Maintenance Mode of ESXis with Zerto VRAs installed in a public cloud

For Zerto users, maintenance work on ESXis has always been a challenge. Zerto’s Virtual Replication Appliances (VRAs) are pinned to their dedicated hosts, so when we put a host in Maintenance Mode , VRAs can’t be auto-evacuated. VRAs even shouldn’t be evacuated as they can only work on their dedicated hosts. If the vSphere cluster is on-prem, we have many options to address this issue. We can power off VSAs, delete them, force migrate etc. We can stop and resume replications to make sure our data is consistent.

But in a public cloud with a shared responsibility model, a cloud provider is responsible for all maintenance work on ESXis but they don’t have access to your Zerto application. Imagine a situation when a cloud provider needs to replace or upgrade an ESXi node that is still operational and they want to evacuate this host.

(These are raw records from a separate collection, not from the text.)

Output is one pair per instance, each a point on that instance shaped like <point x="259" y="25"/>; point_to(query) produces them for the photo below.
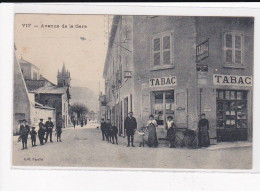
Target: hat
<point x="169" y="117"/>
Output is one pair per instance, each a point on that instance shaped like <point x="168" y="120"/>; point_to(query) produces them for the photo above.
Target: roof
<point x="38" y="105"/>
<point x="27" y="62"/>
<point x="111" y="41"/>
<point x="34" y="84"/>
<point x="51" y="90"/>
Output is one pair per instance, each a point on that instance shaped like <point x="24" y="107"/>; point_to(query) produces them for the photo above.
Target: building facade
<point x="25" y="106"/>
<point x="182" y="66"/>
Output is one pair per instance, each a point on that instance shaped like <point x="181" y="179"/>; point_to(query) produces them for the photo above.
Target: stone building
<point x="25" y="106"/>
<point x="182" y="66"/>
<point x="57" y="96"/>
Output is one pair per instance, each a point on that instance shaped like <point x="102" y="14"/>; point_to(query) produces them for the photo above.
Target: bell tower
<point x="63" y="77"/>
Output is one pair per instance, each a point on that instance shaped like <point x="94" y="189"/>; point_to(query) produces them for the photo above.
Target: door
<point x="231" y="115"/>
<point x="125" y="110"/>
<point x="163" y="105"/>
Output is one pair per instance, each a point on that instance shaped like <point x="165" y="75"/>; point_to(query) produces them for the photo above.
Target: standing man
<point x="24" y="134"/>
<point x="130" y="127"/>
<point x="103" y="127"/>
<point x="58" y="129"/>
<point x="108" y="131"/>
<point x="74" y="123"/>
<point x="41" y="132"/>
<point x="49" y="127"/>
<point x="203" y="131"/>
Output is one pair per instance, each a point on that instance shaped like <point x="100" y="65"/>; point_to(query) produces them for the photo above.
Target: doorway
<point x="232" y="115"/>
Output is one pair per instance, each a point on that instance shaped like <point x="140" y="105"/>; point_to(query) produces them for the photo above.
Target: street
<point x="83" y="147"/>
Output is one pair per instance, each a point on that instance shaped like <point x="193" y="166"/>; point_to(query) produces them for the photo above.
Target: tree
<point x="80" y="109"/>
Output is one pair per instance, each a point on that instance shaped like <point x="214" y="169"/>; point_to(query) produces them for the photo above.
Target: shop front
<point x="233" y="108"/>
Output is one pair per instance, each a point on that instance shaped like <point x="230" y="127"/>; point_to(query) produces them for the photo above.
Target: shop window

With VRA being pinned to the host, this evacuation won’t work for them. Cloud provider probably also will not want to power off a VRA appliance because they know it will break your replications. This situation can seriously delay every maintenance work on an ESXi in a public cloud.

What can you do as a Zerto admin if you are using a public cloud as your replication target?

It turns out Zerto offers a very nice feature called Workload Automation. You can enable it in the Site Settings of Zerto Virtual Manager (ZVM).

Workload Automation can detect when a host is entering MM and can “evacuate” (=power off) a VRA in such situations. It can also detect when a host exits MM and bring back a VRA into an operational state. Thanks to this feature, a cloud provider can perform any maintenance work on your hosts and it won’t break your Zerto’s setup.

There are also other very useful options. When a new node is added to a cluster (due to auto scaling policy or a node replacement), Zerto will detect this and install its VRA there. When a node is removed from a cluster, Zerto will remove it from its inventory.

I run a simple test to check how it works. I used a 4 node vSAN cluster. When I put one of he hosts esxi-793 in MM, I noticed Zerto shut its VRA appliance down on this host.

A new alert was raised in the ZVM UI console that one of its VRA appliances had been powered off.

I also noticed Zerto powered off not only VRA but also a helper appliance: VRAH.

When I exited ESXi esxi-793 from MM, Zerto detected it correctly and powered on the appliances.

It seems Zerto Workload Automation is a must have option to be ON when you are running your Zerto in a public cloud and you don’t want to delay maintenance work of your hosts.